If the group order is known, a better option for computing general discrete logarithms in safe- prime groups and Schnorr groups when not making tradeoffs is to use Shor's original algorithm, modified to work in the order \(r\) subgroup rather than in the whole multiplicative group \(Z^∗_N\), and to start with a uniform superposition of all exponent values, as opposed to superpositions of \(r\) values. Note that the latter modification is necessary to enable the use of the semi-classical Fourier transform, qubit recycling and the windowing technique.

When using this modified version of Shor's algorithm to compute discrete logarithms, the heuristic analysis shows that a single correct run suffices to compute the logarithm with ≥ 99% success probability, assuming that each of the two exponent registers is padded with 5 bits, and that a small search is performed in the classical post-processing. This implies that Shor's algo- rithm outperforms Ekerå 's algorithm, as Shor's algorithm performs only approximately \(2n_r\) group operations per run, compared to \(3n_r\) operations in Ekerå 's algorithm, see Table 5 for complexity estimates. This is because Ekerå 's algorithm does not require r to be known. In fact, it computes both \(d\) and \(r\).

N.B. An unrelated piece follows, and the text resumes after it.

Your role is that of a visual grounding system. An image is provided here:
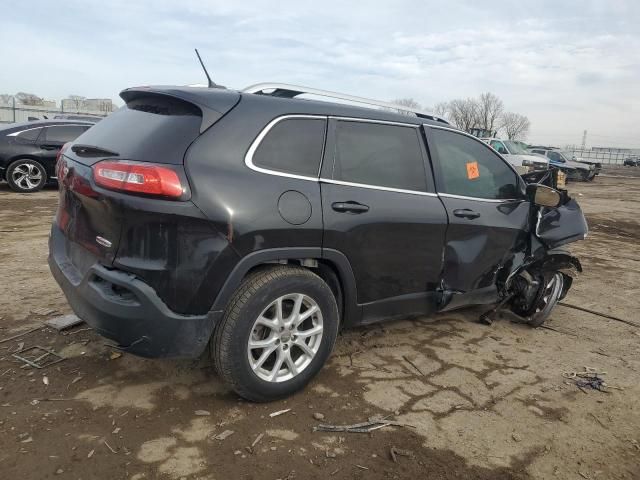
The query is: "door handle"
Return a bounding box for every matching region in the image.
[453,208,480,220]
[331,202,369,213]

Table 4: Computing discrete logarithms using Ekerå -Håstad's  and Ekerå 's algorithms. This table was produced by the script in the ancillary file "estimate costs.py".

Table 5: Computing discrete logarithms using Shor's algorithm modified. This table was produced by the script in the ancillary file "estimate costs.py".

Note that for safe-prime groups, \(r = (N − 1)/2\), so when \(N\) is known to the adversary then so is \(r\). For Schnorr groups, it may be that \(r\) is unknown to the adversary, especially if the group is randomly selected. It may be hard to compute \(r\) classically, as it amounts to finding a \(n_r = 2z\) bit prime factor of \((N − 1)/2\).